The cello’s great opening theme would seem leisurely if it were not for the piano’s agitated chords underneath it – the effect is like a great liner sweeping through choppy seas. The piano’s figurations become flying arpeggios as the theme is repeated. Then the music relaxes into a song-like second melody, with the piano still murmuring below. The middle section of the movement is dominated by this second theme, at times woven into counterpoint, at others building to climaxes. The return to the opening theme is particularly beautiful, with the cello’s melody joined by a haunting descending line in the violin (a new thought which Mendelssohn will develop further in the slow movement). The brilliance of the piano-writing reaches a climax in the final pages of the movement, which Mendelssohn marks ‘assai animato’.
The second movement is a lovely ‘Song without Words’ led by the piano, with each half repeated by the strings. Then, with a simple touch from major to minor, the piano launches into one of the most beautiful moments in the whole trio. This is the descending line which the violin played at the return of the opening theme in the first movement. Here it develops into an impassioned dialogue, and then subsides back to the opening song which is now elaborated delicately by the piano.
It is difficult to imagine that even the great Mendelssohn, playing on the light pianos of his day, could have performed the scherzo at his metronome marking – though the Italian instruction is merely ‘light and lively’. This movement is one of Mendelssohn’s most exuberant and delightful inspirations, with the opening motif constantly thrown from instrument to instrument, as if the fairies of A Midsummer Night’s Dream are at play. There are dark moments, and in the middle a suggestion of another song trying to break through. But in the end the lightness predominates, and the music vanishes into the sky as effortlessly as it arrived.

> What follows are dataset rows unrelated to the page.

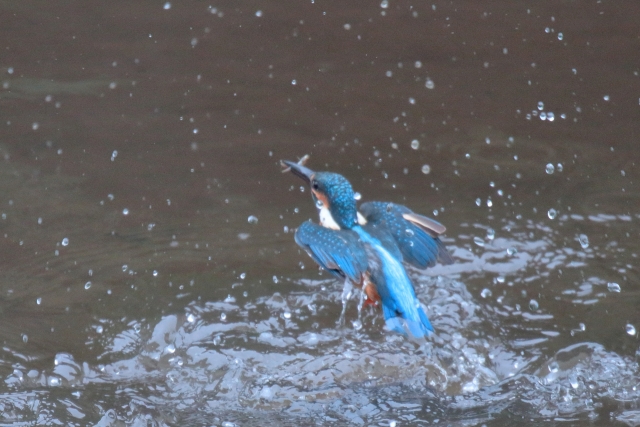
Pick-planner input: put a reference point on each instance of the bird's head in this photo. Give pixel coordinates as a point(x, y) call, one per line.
point(332, 194)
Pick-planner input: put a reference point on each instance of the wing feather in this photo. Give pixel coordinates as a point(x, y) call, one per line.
point(340, 252)
point(415, 235)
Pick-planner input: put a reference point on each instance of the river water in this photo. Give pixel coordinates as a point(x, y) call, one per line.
point(148, 270)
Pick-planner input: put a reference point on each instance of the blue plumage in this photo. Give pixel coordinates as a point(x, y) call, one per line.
point(371, 253)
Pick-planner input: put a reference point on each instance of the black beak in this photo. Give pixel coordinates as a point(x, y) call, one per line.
point(299, 170)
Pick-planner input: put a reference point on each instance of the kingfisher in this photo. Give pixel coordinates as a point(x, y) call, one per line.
point(368, 248)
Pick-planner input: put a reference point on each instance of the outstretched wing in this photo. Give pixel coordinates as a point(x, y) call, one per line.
point(415, 235)
point(340, 252)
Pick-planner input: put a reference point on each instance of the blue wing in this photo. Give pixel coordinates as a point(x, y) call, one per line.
point(340, 252)
point(415, 235)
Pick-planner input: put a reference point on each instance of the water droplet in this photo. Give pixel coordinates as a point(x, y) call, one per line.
point(573, 380)
point(491, 233)
point(549, 168)
point(584, 241)
point(613, 287)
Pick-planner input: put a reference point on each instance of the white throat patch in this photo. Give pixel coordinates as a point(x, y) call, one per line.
point(326, 219)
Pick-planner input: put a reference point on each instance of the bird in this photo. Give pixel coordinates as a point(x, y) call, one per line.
point(369, 247)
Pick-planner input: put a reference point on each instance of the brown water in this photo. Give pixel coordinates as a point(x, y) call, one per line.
point(137, 138)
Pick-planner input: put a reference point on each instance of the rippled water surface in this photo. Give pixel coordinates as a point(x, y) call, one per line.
point(148, 270)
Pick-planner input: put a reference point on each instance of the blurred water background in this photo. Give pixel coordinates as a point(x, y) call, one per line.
point(148, 274)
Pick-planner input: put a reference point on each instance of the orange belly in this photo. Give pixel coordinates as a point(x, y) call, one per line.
point(370, 291)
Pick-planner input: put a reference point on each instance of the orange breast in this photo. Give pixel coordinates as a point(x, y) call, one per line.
point(370, 290)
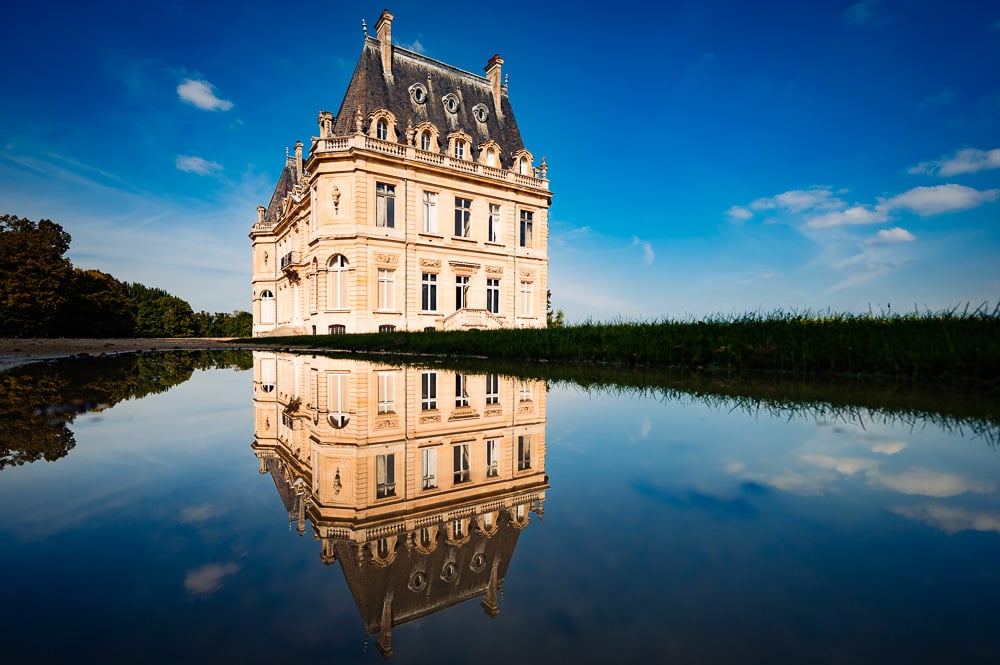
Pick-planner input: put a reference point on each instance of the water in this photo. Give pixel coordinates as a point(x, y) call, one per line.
point(198, 508)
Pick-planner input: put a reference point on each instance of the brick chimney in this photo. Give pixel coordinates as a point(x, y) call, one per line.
point(493, 76)
point(384, 31)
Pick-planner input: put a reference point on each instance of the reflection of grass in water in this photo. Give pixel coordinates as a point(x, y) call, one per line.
point(952, 345)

The finale is to be played ‘passionately’, but it starts with a quiet, four-square theme that at first seems very down-to-earth after the scherzo. As in the first movement, it is the brilliance of the piano-writing that lifts it off the ground and drives it forward. We seem set for a movement full of virtuosity and dash. But unexpectedly the cello launches into another of Mendelssohn’s sweeping melodies. After a time the opening returns, hesitantly at first, but then developing into another passage full of cascading piano-writing. It seems as if the end is approaching, but the singing cello theme breaks through again, leading to a final climax which brings together the virtuoso and lyrical elements of the movement.